Some of the written records of The Mitten date back to the 19th century and include the folklore collections of Pavlo Chubynsky. and Ivan Rudchenko.

== Plot ==
There are numerous variations of this Ukrainian folk tale. In the general story, a person loses their mitten in a forest in the snow during a cold winter. One by one, various animals come and settle inside the mitten, all of them planning to stay warm. Eventually, the mitten can no longer hold all those who want to warm themselves inside. The mitten then splits open and spills out all the animals into the cold.

=== Variations ===
The individual losing the mitten varies - some versions feature a child who loses their mitten. The animals included varies in different versions but often includes a mouse, a frog, a hare, a fox, a wolf, a boar and a bear. The animals fitting into the mitten get progressively larger. In some retellings, each of the animals have adjectives or nicknames. In many retellings, prior to settling in, the new-comer asks permission from the animals already inside.
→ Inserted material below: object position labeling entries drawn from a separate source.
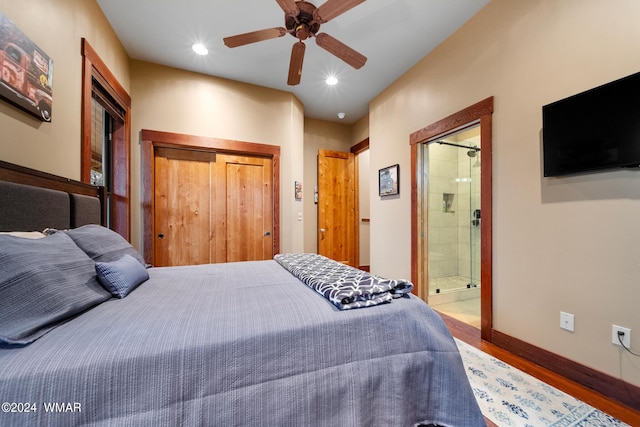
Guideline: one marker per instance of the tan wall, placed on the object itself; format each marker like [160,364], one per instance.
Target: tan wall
[318,134]
[57,27]
[171,100]
[567,244]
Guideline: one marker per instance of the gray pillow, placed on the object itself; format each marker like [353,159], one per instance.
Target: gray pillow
[102,244]
[43,283]
[122,276]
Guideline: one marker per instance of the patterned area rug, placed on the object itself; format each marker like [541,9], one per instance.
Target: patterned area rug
[510,397]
When the mitten can hold no more, sometimes a sneeze causes the animals to no longer fit inside. In some retellings, the person who lost the mitten finds it after the animals have left.

=== Interpretation ===
The story illustrates the Tragedy of the Commons.

== Translations ==
The Mitten was translated into various languages, including English, Japanese, Azerbaijani, French, German and Russian.

One of the most popular versions of The Mitten retold in English is by Jan Brett.

== In popular culture ==
In 1996 a Ukrainian Animated Film Studio Ukranimafilm released a cartoon The Mitten (N. Marchenkova, а scriptwriter and director).

In 2001, Ukrposhta, the postal service of Ukraine, released a Ukrainian Fairy Tale series of stamps, including The Mitten.